If is extremely dangerous for a taxi or minibus to stall when being driven. It may not be possible for vehicles following it to stop in time. In that event, a bad road accident may ensue. A cabbie cannot do business if his cab is liable to stall, and he must also pay much money for its repair. However, what is most important is safety. The problem is very worrying. According to some cabbies, because many taxis have suddenly gone dead on the road and dangerous things have happened, many taxi drivers have the jitters. Now taxi and minibus drivers seem to have to stake their safety on their luck. That is totally unacceptable.
The serious problem bears on citizens' safety, but the EMSD is unable to identify its cause promptly. We believe that has much to do with its lax supervision. The EMSD does not carry out regular checks on LPG quality. It only examines import certificates. It has said by way of explanation that, when LPG taxis were introduced, the government adopted the internationally accepted practice because import certificates are issued by independent third parties. The EMSD has failed to find out why many taxi have gone dead on the road because no regular checks are made on LPG quality. It has admitted that, since it does not tests auto-LPG, it lacks the equipment to do so. Now it must do tests because of the problem, it has hastened to acquire containers for taking pressurised gas samples.

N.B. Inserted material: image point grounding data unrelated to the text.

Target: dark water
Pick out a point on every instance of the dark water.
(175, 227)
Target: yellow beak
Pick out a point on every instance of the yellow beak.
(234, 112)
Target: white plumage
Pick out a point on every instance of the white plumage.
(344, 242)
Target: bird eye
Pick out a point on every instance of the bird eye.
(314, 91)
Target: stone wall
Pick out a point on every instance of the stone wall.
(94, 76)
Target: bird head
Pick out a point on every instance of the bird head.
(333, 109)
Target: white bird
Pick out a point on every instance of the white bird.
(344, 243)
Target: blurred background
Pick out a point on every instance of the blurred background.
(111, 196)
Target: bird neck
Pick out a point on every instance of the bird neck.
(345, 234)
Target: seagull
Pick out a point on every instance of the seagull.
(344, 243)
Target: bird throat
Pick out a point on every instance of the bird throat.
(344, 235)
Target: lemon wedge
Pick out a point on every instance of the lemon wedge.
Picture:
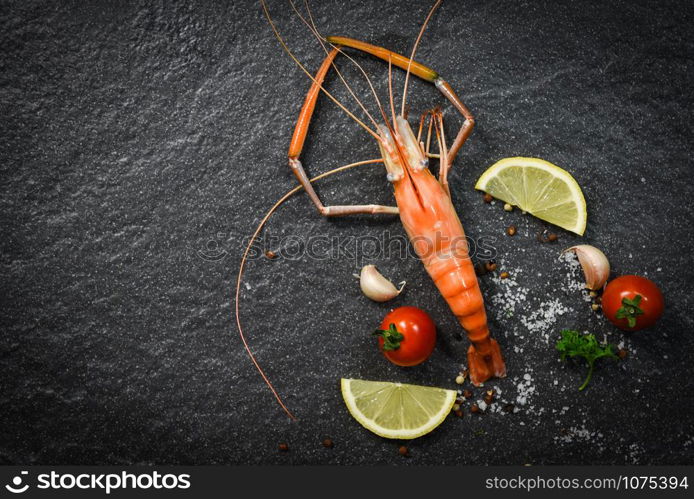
(538, 187)
(397, 410)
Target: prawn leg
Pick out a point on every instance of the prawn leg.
(297, 145)
(424, 73)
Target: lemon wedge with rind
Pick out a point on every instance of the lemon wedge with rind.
(397, 410)
(538, 187)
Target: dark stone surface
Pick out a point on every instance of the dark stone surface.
(137, 140)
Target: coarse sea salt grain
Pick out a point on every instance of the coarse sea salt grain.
(540, 321)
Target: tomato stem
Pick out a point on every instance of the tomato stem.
(630, 310)
(391, 337)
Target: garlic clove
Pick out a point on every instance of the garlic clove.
(596, 267)
(377, 287)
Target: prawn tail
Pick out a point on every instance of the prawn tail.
(485, 361)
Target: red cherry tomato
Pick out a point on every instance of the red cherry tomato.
(407, 336)
(631, 302)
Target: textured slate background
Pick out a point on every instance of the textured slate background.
(141, 144)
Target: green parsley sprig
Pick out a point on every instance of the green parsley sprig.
(574, 344)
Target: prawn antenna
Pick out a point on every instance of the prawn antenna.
(244, 259)
(414, 51)
(301, 66)
(312, 27)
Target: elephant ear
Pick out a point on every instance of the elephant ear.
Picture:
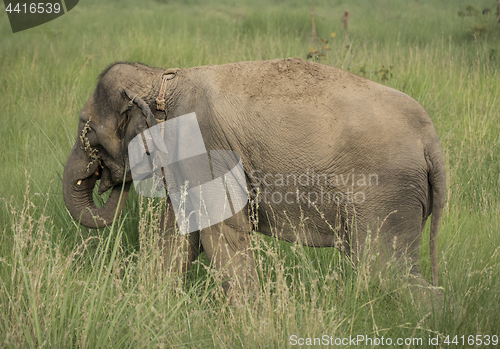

The EMSD is in passivity because it lacks even basic sampling equipment. We believe it has not promptly discovered what has caused the problem because it has been inactive for years. It is clear from what has happened that, to ensure that imported LPG is up to standard, it is not sufficient just to examine import certificates.
The EMSD has taken remedial actions. It has taken LPG samples from nozzles at filling stations with a view to identifying the cause of the problem. Furthermore, it has actively talked with the five auto-LPG suppliers with a view to setting up a comprehensive system for monitoring auto-LPG quality. It will buy the equipment it needs to carry out tests. It will regularly test LPG samples from every one of the 59 filling stations, at least once a year. We hope the EMSD will carry out the measures mentioned above as soon as possible to make sure that no problems will arise in any link of the supply chain of auto-LPG. We hope it will no longer rely solely on LPG suppliers' self-regulation.